Hij heeft gekapt, geknipt, gevild, geveld en omgehakt. Nu hakt hij alles aan spaanders, die hij op het vuur gooit. Ik zie de tranen sijpelen uit het hout. Hoor het arme hout sissen, vrienden, van pijn, machteloosheid !
Ik verberg me: ik blijf bij die ene boom staan, maar dans ingetogen, met kleine dribbelpasjes, van links naar rechts, verschuif langs de stam, in een boog die met de kromming van de stam overeenstemt. Tot ik mij aan de andere kant van dezelfde boom bevind, met naar binnen, naar mijn borstkas toe getrokken schouders, mij zo smal mogelijk voordoend en met mijn mond tegen de droge, kurken huid gedrukt. Monddood en roerloos sta ik daar. Niemand kan me hier nog vinden. Ook die gruwelijke man niet. Ik draag de kleren van het bos.

Ben ik dat vliegtuig dat witte, langzaam uitdeinende wonden over de grijze hemel uitsmeert, dat andere vliegtuig dat door die wonden snijdt met nieuwe, dwarse wonden, tot rafelige lappen witbloedend vocht boven mijn hoofd hangen?

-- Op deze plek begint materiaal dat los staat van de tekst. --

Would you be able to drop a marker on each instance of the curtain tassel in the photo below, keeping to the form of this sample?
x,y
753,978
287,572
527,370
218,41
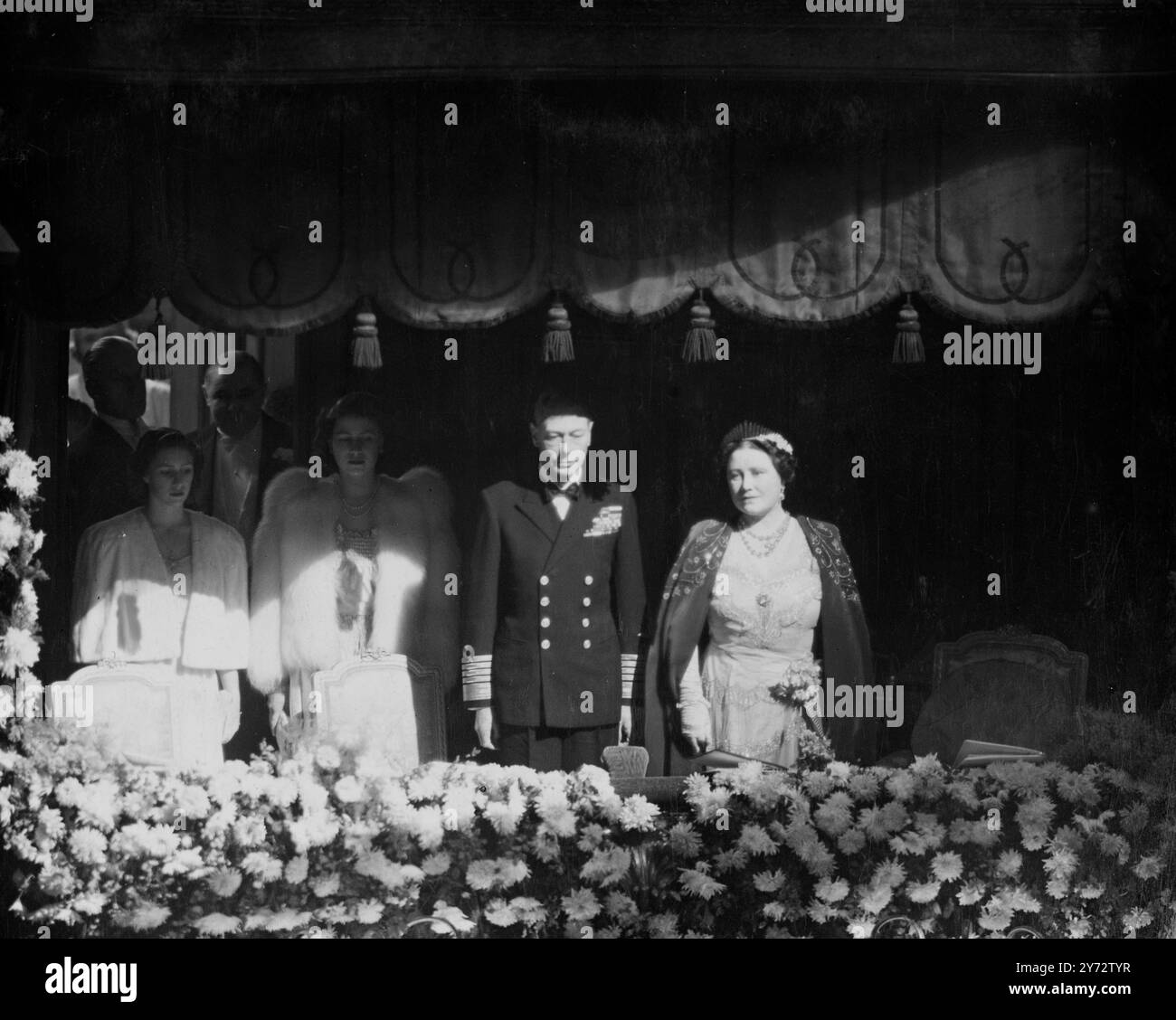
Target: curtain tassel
x,y
700,340
365,338
908,345
1104,330
557,337
156,372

Dag insecten (op de schors, onder de bast, tussen de kieren van de bast), en jij daar, die jouw ei in het lijf van andere insecten legt en jij daar die nu met wild zoemende vleugeltjes en een hoge, trillende victoriekreet uitstotend met moordzuchtige kaken eiwitten en vitaminen smult, gepuurd uit jong, onschuldig leven, dag evidente wreedheid, smakelijk !, smakelijk !, en maar vreten en vreten !, dag gif, dag schaar, dag angel, dag specht, boomtikker, torrenjager, dag lieve, trage maar o zo lekkere, dikke, smeuïge larven – zal ik er nog maar eentje nemen, en nog een, en nog een? - ach, daaraan denk ik dan, dat gaat allemaal in me om terwijl die akelige man die ik vagelijk ken zijn walgelijke snoeiwerk uitvoert, levende, met sap doortrokken ledematen breekt, afkapt, doormidden zaagt, verwringt, verminkt en stuktrapt, alsof ik, die het bos ben, machteloos op het kapblok aan zijn voeten lig.

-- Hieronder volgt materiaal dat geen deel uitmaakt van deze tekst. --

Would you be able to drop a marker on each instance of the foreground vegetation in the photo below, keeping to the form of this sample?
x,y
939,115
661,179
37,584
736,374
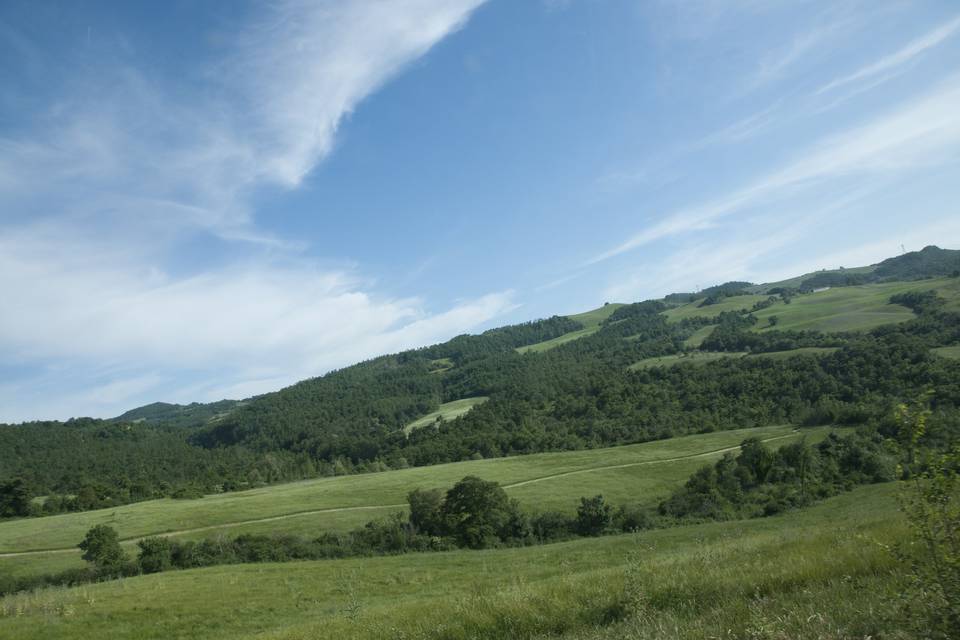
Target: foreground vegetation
x,y
771,577
572,388
642,474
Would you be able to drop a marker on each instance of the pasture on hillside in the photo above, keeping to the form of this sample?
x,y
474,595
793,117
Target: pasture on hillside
x,y
591,321
820,572
446,411
856,308
643,473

Het bos houdt stand. Kreunt als een held. Maar bewegen doet het niet. Vluchten kan het niet. Enkel in de breedte en de hoogte groeien en sterven.
Nee, bos, ik laat je niet in de steek.
Zal ik je optillen, mezelf met stammen, bladeren, takken, twijgen optuigen en stap voor stap, als een ongrijpbaar, heimelijk bewegend, vloeibaar bos terugwijken? Kan niet. Ik ben het bos. Geen mens. Het bos ben ik. Geworteld op deze plek. Ingeaard ben ik, een kruimel, een zaadkorrel die treurig zwelt. Ik adem door mijn huid en puistjes en wratten en drink het water dat me besproeit of dat door een gat in mijn enkels wordt aangevoerd en via mijn aders naar mijn huid, mijn haar, mijn vingers opstuwt. Ik voel de ringen die zich in me vormen: hoe meer ringen, des te wijzer zal ik worden. Vandaag een boom, het bos, de tak, het mos, de maretakken – morgen de weg, de baan, de stoep en steeds maar onderweg.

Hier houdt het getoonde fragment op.